Source: crates/fastdpplot-core/src/sparse.rs


to_coo

pub fn to_coo(grid: &BinGrid) -> (Vec<u32>, Vec<u32>, Vec<f32>)

Convert a BinGrid to COO format (rows, cols, data).

Only bins where count > 0 are included. The result is suitable for:

  • scipy.sparse.coo_matrix((data, (rows, cols)), shape=(height, width))
  • PyArrow / pandas COO → dense conversion.

Example (Rust)

use fastdpplot_core::sparse::to_coo;

let (rows, cols, data) = to_coo(&grid);

Example (Python, via PyO3)

from fastdpplot._rs import to_coo
rows, cols, data = to_coo(counts, values, width, height)

to_csr

pub fn to_csr(grid: &BinGrid) -> (Vec<u32>, Vec<u32>, Vec<f32>)
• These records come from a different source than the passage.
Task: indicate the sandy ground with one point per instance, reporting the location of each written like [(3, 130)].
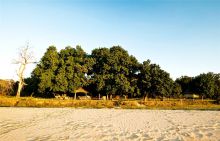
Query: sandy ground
[(39, 124)]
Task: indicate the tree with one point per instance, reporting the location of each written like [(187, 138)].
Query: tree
[(161, 83), (186, 83), (114, 71), (25, 58), (205, 84), (45, 72), (144, 80), (217, 86), (177, 90)]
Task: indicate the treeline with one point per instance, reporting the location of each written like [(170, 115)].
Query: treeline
[(111, 72)]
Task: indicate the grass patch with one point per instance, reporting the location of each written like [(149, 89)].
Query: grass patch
[(174, 104)]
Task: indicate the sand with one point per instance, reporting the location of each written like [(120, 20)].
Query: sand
[(53, 124)]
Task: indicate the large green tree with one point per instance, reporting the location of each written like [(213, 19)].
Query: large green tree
[(45, 71), (114, 72)]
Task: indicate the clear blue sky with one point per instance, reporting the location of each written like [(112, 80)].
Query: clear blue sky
[(182, 36)]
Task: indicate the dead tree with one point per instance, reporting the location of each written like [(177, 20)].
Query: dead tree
[(25, 58)]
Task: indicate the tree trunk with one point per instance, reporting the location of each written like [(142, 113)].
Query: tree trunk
[(19, 89), (75, 96), (21, 80)]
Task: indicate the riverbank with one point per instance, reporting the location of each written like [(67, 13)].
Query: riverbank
[(173, 104), (18, 124)]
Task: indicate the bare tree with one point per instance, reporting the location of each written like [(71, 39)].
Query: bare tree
[(25, 58)]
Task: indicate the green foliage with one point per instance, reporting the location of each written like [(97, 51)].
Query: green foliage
[(207, 85), (114, 71), (111, 71)]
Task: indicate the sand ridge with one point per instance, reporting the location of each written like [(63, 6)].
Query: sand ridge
[(31, 124)]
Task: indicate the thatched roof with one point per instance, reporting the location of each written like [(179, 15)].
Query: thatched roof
[(81, 90)]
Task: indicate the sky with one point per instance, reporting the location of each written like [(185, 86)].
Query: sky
[(182, 36)]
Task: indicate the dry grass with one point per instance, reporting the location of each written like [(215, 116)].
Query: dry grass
[(125, 104)]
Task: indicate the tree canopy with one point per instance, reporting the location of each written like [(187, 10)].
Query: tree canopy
[(112, 72)]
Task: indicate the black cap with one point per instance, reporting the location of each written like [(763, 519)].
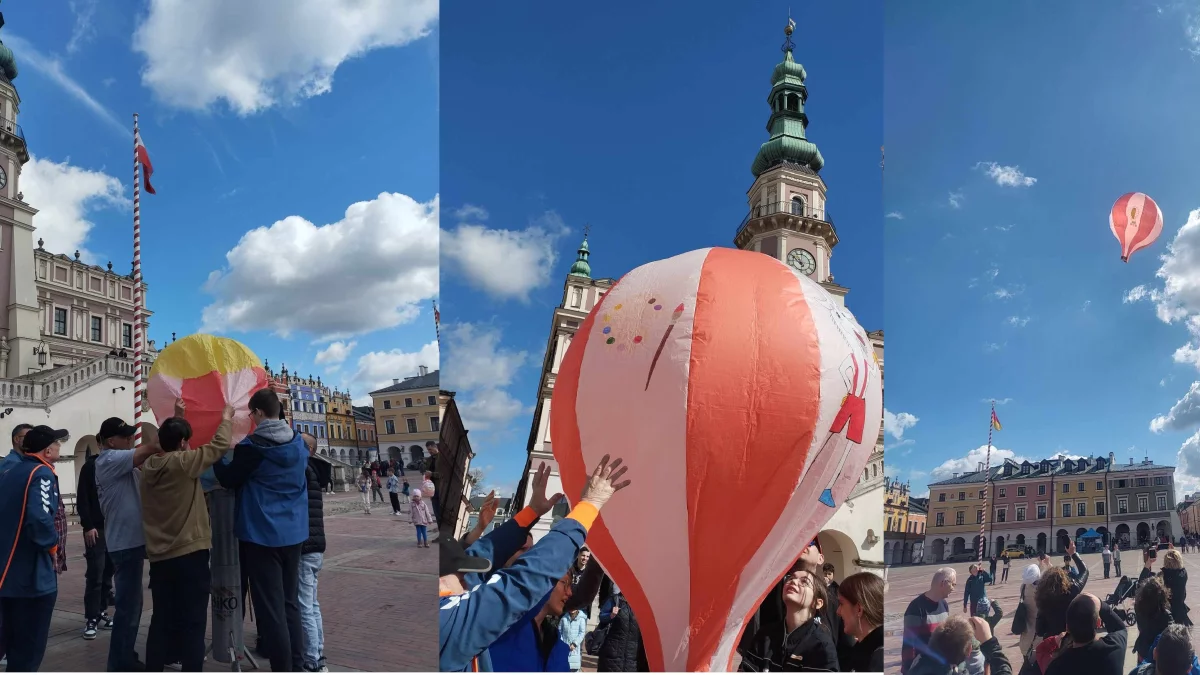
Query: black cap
[(457, 561), (41, 437), (115, 428)]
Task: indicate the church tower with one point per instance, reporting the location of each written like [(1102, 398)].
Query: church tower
[(787, 217), (19, 322)]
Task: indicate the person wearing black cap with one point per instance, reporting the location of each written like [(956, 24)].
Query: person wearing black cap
[(471, 620), (29, 583), (118, 483)]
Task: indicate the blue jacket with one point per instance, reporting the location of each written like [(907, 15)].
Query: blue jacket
[(28, 484), (273, 497), (468, 623)]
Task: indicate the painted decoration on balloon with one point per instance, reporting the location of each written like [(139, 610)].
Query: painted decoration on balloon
[(1135, 221), (208, 372), (745, 402)]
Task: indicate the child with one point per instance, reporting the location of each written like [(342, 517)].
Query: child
[(394, 493), (801, 639), (421, 517)]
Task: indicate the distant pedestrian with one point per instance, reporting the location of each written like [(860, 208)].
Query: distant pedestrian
[(421, 517)]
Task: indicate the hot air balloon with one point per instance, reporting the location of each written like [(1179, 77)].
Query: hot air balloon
[(747, 401), (1135, 222), (208, 372)]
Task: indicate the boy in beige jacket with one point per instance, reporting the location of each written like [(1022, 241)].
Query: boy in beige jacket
[(178, 533)]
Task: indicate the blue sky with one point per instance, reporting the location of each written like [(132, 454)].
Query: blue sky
[(1006, 151), (642, 123), (256, 129)]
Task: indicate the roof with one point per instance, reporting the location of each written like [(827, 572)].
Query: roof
[(429, 381)]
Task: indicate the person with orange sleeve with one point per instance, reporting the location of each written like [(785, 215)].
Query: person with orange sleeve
[(29, 542)]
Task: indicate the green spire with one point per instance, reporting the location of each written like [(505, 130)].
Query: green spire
[(581, 267), (787, 119)]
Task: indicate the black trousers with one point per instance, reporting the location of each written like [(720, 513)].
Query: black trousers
[(97, 580), (27, 626), (180, 591), (274, 575)]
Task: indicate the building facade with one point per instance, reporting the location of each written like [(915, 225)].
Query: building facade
[(340, 424), (787, 220), (408, 414)]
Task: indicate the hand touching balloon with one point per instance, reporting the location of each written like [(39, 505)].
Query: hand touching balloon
[(603, 483)]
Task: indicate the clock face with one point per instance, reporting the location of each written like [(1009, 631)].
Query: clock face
[(802, 261)]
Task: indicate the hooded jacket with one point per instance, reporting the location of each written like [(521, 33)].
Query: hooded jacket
[(268, 471), (29, 542), (174, 515)]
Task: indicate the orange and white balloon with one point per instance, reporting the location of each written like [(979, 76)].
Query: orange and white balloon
[(1135, 221), (208, 372), (747, 402)]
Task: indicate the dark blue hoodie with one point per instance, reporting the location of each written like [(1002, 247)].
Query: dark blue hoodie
[(28, 485), (268, 471)]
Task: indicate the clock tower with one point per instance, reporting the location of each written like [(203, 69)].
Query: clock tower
[(787, 217)]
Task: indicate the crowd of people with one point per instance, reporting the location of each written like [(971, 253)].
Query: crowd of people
[(1063, 628), (149, 503)]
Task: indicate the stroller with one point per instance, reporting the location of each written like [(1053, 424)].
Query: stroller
[(1125, 591)]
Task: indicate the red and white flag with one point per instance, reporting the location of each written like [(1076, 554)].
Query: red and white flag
[(144, 160)]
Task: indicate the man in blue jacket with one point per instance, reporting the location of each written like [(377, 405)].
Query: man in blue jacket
[(271, 521), (471, 620), (29, 584)]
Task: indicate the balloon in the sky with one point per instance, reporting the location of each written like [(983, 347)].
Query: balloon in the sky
[(745, 402), (1135, 222), (208, 372)]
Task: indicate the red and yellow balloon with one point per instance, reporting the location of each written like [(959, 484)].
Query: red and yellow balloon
[(208, 372)]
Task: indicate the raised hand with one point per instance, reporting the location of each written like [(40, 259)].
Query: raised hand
[(603, 484)]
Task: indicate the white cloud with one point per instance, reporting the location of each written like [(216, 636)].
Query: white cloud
[(335, 353), (895, 424), (52, 70), (376, 370), (1183, 414), (527, 256), (1006, 177), (367, 272), (252, 57), (66, 196)]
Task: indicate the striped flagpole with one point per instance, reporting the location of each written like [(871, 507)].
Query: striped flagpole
[(137, 291), (987, 475)]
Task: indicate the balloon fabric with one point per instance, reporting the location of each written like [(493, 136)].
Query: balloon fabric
[(745, 401)]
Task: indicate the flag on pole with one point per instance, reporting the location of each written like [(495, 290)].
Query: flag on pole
[(144, 160)]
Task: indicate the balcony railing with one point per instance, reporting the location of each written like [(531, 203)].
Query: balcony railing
[(792, 208)]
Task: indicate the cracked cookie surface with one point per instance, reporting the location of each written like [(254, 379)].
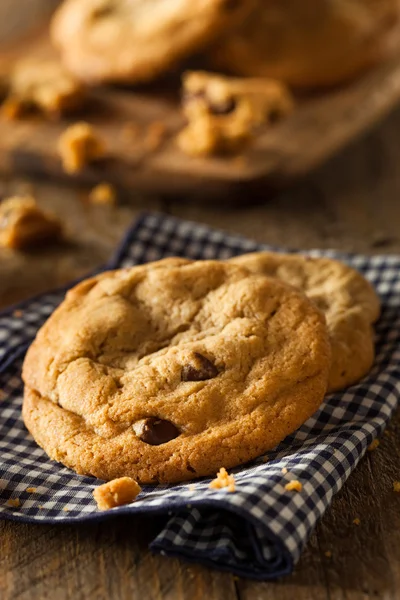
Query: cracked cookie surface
[(137, 40), (348, 300), (166, 371)]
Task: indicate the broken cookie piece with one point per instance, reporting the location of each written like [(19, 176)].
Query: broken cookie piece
[(103, 193), (78, 146), (223, 480), (116, 493), (23, 224), (222, 112), (42, 85)]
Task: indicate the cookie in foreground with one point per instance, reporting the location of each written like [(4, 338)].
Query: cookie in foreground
[(166, 371), (348, 300)]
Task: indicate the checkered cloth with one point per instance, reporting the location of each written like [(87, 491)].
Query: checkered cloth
[(260, 529)]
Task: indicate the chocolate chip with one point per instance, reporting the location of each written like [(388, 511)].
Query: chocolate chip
[(190, 96), (223, 108), (155, 431), (201, 370), (232, 4)]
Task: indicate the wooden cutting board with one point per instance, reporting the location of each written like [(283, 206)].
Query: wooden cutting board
[(319, 127)]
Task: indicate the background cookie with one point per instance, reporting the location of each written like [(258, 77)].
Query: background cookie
[(168, 371), (348, 300), (311, 43), (136, 40)]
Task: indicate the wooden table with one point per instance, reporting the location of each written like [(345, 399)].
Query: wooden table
[(352, 204)]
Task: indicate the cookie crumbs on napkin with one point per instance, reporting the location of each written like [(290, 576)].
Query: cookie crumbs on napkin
[(223, 480), (14, 502), (116, 493), (103, 193), (294, 486)]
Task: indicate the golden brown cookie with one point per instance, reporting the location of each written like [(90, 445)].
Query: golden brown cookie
[(116, 493), (311, 43), (165, 372), (223, 113), (348, 300), (137, 40)]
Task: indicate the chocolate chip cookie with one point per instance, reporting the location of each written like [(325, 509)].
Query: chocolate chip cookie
[(348, 300), (311, 43), (223, 113), (137, 40), (166, 371)]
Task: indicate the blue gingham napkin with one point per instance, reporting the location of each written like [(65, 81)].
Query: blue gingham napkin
[(260, 529)]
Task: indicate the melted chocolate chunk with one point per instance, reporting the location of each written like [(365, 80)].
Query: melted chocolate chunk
[(201, 370), (155, 431), (223, 108)]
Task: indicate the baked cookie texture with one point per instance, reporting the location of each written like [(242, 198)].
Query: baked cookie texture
[(166, 371), (348, 300), (136, 40), (311, 43), (23, 224), (223, 112)]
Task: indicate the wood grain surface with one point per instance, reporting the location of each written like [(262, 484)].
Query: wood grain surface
[(351, 204), (319, 126)]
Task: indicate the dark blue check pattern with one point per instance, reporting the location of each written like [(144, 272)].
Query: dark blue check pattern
[(260, 529)]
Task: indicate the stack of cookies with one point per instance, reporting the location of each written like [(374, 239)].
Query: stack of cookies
[(305, 43), (169, 371), (251, 52)]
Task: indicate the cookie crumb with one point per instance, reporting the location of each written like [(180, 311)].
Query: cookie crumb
[(223, 480), (12, 109), (116, 493), (78, 146), (130, 131), (155, 135), (294, 485), (103, 193), (44, 86), (373, 445), (14, 502), (24, 224)]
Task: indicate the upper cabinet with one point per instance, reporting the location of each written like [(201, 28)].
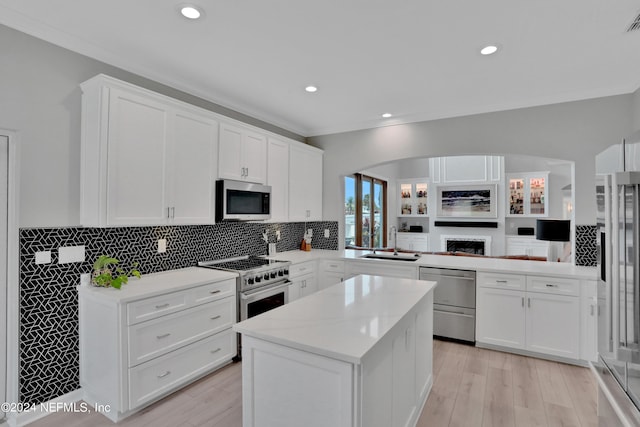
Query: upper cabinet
[(305, 183), (147, 159), (413, 198), (242, 154), (527, 194), (278, 178)]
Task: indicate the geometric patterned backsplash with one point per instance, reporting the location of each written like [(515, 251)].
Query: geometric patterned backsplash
[(586, 245), (48, 333)]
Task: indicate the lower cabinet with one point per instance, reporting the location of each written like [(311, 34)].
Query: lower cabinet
[(153, 336), (542, 317), (303, 280)]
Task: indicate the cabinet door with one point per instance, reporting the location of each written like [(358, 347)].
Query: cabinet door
[(136, 172), (553, 324), (230, 153), (194, 169), (254, 157), (500, 317), (403, 377), (305, 185), (278, 179)]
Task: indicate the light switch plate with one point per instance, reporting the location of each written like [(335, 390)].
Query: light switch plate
[(43, 257), (68, 254)]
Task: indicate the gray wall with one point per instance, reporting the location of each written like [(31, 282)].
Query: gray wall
[(41, 101), (574, 131)]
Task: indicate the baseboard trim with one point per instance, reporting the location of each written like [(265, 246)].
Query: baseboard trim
[(69, 402)]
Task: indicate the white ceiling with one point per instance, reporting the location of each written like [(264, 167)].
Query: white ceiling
[(418, 59)]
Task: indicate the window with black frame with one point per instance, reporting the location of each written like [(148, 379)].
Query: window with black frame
[(365, 207)]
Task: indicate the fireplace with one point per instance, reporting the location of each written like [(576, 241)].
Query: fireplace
[(479, 245)]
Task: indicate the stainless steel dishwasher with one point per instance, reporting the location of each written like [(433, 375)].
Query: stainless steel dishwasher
[(454, 303)]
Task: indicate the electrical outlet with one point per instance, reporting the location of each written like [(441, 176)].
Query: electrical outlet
[(69, 254), (43, 257)]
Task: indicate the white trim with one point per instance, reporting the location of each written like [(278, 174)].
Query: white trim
[(458, 237), (71, 400), (13, 262)]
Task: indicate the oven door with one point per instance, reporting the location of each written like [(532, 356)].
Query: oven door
[(262, 300)]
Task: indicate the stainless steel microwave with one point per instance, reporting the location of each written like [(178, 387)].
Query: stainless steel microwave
[(242, 201)]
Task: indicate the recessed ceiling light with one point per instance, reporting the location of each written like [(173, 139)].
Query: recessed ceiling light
[(489, 50), (191, 12)]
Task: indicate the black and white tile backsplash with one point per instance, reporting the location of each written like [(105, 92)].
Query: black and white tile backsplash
[(49, 341), (586, 245)]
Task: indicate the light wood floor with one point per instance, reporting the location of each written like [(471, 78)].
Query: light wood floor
[(472, 387)]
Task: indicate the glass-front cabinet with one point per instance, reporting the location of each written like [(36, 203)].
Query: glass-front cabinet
[(527, 194), (412, 198)]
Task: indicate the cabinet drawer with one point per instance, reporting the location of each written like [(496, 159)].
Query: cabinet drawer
[(333, 266), (159, 336), (150, 308), (161, 375), (501, 280), (214, 291), (303, 268), (553, 285)]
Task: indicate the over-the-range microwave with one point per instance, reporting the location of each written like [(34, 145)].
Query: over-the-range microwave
[(242, 201)]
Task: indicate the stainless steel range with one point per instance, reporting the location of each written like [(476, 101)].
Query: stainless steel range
[(262, 284)]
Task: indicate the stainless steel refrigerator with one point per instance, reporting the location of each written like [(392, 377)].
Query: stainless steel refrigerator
[(618, 235)]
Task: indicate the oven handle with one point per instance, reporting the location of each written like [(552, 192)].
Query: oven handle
[(259, 292)]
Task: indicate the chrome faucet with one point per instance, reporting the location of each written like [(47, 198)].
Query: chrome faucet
[(394, 230)]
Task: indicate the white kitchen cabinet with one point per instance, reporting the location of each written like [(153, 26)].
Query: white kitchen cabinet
[(389, 269), (303, 280), (242, 155), (527, 194), (305, 183), (589, 321), (412, 198), (278, 178), (417, 242), (526, 245), (140, 153), (534, 313), (154, 336), (331, 272)]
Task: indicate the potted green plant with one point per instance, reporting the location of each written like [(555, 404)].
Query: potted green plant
[(107, 273)]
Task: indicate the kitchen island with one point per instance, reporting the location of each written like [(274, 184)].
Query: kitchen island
[(355, 354)]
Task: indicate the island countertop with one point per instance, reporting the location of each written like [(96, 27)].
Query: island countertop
[(343, 321)]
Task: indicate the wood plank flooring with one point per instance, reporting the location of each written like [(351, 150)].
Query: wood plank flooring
[(472, 387)]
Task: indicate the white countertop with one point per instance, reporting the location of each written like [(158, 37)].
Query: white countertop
[(159, 283), (492, 265), (343, 321)]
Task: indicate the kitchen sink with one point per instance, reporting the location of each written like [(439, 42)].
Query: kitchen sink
[(393, 257)]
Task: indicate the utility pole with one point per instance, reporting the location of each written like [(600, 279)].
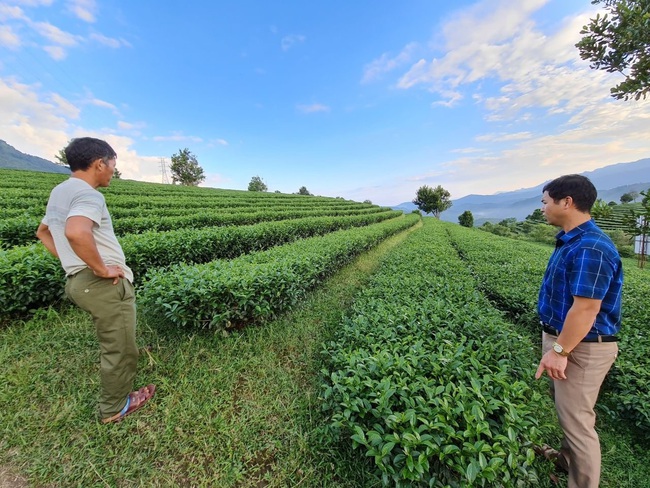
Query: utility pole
[(163, 170)]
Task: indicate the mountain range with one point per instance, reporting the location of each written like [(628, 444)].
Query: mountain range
[(12, 158), (611, 182)]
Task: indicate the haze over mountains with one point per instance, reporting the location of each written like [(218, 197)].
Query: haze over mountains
[(12, 158), (611, 182)]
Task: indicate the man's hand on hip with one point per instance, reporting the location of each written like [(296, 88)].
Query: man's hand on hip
[(553, 364)]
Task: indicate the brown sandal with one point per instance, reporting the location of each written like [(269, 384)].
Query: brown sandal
[(135, 401), (553, 455)]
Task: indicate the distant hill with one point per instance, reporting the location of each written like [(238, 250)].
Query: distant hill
[(11, 158), (611, 182)]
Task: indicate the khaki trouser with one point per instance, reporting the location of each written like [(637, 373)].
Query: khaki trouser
[(113, 311), (575, 398)]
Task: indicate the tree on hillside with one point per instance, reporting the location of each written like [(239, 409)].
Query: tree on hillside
[(619, 41), (629, 196), (638, 224), (257, 184), (466, 219), (60, 158), (185, 168), (433, 200), (536, 216)]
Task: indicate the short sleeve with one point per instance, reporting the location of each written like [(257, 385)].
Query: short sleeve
[(591, 275), (88, 204)]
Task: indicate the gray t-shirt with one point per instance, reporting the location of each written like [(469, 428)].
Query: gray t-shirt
[(75, 197)]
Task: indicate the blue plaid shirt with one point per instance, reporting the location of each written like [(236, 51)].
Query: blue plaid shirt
[(585, 263)]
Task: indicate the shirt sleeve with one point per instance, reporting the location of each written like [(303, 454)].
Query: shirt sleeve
[(88, 204), (591, 275)]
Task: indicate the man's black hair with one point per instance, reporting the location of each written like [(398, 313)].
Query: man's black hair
[(83, 151), (578, 187)]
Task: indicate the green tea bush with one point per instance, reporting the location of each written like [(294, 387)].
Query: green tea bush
[(158, 249), (429, 380), (510, 273), (258, 286)]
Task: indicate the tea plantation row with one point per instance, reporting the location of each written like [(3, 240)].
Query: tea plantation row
[(30, 277), (510, 271), (430, 381)]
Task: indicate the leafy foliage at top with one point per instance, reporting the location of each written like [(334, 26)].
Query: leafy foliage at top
[(620, 42)]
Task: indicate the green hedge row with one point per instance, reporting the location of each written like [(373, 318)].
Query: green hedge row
[(426, 380), (511, 272), (255, 287), (21, 231), (30, 277)]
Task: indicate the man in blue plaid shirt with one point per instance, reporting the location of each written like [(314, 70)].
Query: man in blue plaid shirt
[(580, 312)]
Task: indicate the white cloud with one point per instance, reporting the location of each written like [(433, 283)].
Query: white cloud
[(313, 108), (289, 41), (29, 122), (11, 12), (8, 38), (42, 123), (385, 63), (54, 34), (130, 125), (517, 136), (56, 52), (33, 3), (83, 9), (110, 41), (178, 137)]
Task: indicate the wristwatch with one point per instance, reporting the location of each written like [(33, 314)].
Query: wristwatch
[(560, 350)]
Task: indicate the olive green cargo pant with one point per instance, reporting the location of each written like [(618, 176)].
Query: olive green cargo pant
[(113, 311)]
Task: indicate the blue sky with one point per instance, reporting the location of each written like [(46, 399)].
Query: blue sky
[(365, 100)]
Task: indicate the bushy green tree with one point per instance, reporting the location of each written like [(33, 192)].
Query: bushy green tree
[(61, 159), (619, 41), (629, 196), (185, 168), (466, 219), (257, 184), (433, 200), (638, 223), (600, 210), (537, 216)]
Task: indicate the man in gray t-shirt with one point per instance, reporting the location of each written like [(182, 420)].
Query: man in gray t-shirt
[(77, 229)]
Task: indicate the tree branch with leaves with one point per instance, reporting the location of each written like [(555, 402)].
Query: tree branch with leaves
[(619, 42)]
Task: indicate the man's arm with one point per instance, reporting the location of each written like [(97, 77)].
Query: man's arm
[(45, 236), (79, 232), (577, 325)]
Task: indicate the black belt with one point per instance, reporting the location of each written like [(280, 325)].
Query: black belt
[(553, 331)]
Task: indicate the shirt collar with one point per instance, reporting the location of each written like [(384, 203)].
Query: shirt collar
[(565, 237)]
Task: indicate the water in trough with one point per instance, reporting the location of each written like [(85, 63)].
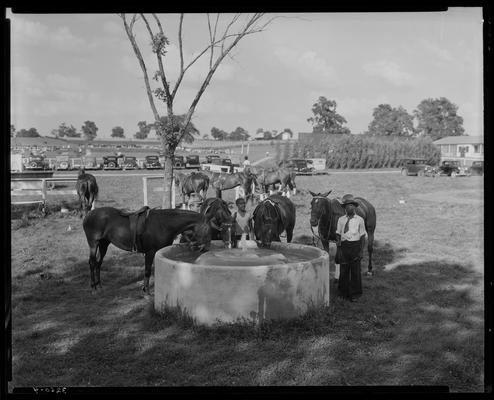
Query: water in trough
[(224, 285)]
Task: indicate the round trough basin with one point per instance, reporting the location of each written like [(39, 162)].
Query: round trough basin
[(226, 285)]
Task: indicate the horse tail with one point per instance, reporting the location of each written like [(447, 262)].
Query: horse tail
[(93, 192)]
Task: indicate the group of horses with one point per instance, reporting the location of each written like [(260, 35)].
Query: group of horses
[(250, 180), (148, 230)]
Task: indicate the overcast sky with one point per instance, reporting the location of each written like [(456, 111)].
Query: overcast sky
[(76, 67)]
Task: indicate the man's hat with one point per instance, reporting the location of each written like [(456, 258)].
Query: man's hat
[(348, 199)]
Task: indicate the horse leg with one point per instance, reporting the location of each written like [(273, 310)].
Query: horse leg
[(93, 248), (148, 262), (81, 205), (289, 234), (102, 247), (370, 247)]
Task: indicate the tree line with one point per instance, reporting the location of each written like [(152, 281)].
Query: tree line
[(434, 118), (89, 130)]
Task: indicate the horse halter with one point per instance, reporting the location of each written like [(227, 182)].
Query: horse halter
[(229, 226)]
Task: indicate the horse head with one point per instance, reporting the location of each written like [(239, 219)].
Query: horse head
[(82, 171), (265, 223), (317, 206), (219, 217), (200, 237)]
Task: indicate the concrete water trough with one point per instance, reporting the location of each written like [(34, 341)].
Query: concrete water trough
[(225, 285)]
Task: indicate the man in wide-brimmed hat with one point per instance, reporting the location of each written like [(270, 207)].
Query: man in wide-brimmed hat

Convert a BinGrid to CSR format (indptr, indices, data).

Only bins where count > 0 are included. Pass directly to scipy:

import scipy.sparse as sp
M = sp.csr_matrix((data, indices, indptr), shape=(height, width))

CSR vs COO

CSR is more efficient for row slicing; COO is more convenient for column-based operations. Both are available in Rust; only to_coo is currently exposed via PyO3. Use to_scipy_sparse() in Python for an automatic CSR result.


Python helper

The fastdpplot.sparse_convert.to_scipy_sparse Python function calls to_coo internally and wraps the result in a scipy.sparse.csr_matrix. See the Python API — sparse_convert page.